More than 80 percent of Nepalese identify with Hinduism, making it the country with the highest percentage of Hindus.
The largest temple in Nepal is Pashupatinath, which is dedicated to Hindu god Shiva. Located in Kathmandu and abundant with monkeys, Pashupatinath comprises 518 buildings and structures. The age of the temple is undetermined, but some say it goes back to 400 B.C. Open-air cremation ceremonies occur at Pashupatinath regularly, and the remains of the bodies are sent along the holy Bagmati River that runs through the compound.
Since cows are holy for Hindus, it is a crime to kill a cow in Nepal. Eating beef is not illegal, however.
Nepali, a derivative of Sanskrit, is the official language of Nepal. The traditional greeting is “namaste,” a word familiar to yoga practitioners the world over.

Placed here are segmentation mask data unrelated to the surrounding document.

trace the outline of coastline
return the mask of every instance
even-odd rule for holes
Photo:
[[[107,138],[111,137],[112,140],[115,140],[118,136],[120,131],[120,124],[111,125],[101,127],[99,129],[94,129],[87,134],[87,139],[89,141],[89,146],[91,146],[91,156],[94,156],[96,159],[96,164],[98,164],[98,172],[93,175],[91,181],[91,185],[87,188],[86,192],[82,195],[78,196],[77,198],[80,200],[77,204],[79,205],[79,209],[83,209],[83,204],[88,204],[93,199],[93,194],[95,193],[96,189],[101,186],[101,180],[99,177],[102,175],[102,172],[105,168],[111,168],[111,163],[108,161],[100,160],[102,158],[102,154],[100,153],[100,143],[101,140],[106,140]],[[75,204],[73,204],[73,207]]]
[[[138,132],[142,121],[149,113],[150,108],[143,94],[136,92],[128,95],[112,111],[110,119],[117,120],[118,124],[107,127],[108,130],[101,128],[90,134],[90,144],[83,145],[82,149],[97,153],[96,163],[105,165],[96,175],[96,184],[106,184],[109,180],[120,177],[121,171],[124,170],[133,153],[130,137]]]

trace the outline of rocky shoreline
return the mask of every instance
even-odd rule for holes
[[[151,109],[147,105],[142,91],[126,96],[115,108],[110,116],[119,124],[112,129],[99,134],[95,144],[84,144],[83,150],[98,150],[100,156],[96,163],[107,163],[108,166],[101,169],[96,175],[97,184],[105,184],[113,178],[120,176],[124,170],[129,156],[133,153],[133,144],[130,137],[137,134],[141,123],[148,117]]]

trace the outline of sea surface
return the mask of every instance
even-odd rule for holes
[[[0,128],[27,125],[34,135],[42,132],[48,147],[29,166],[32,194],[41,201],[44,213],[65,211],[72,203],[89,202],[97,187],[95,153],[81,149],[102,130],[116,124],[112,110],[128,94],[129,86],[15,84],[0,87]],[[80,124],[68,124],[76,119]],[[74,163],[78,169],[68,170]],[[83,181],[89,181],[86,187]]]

In Nepal, people bestow blessings to guests and loved ones by putting a tika on their forehead. A mixture of vermillion powder, yogurt and rice — or sometimes just the powder and water, a tika gives health and good fortune to the wearer. Tikas are common during festivals like Dashain and Tihar.
Men in Nepal sometimes wear Dhaki topis, or brimless, fabric hats. A symbol of Nepalese nationality, the hat got its name from fabric that used to be imported from the capital of Bangladesh. They gained popularity in the 1950s, when King Mahendra insisted that men wear a Dhaki topi in photographs for official government documents like passports.
A linge ping is a giant swing constructed from bamboo and rope that is traditionally built during the festival Dashain. Although less common now, they can still be found during the festival in rural areas, where there’s more space to build and enjoy them.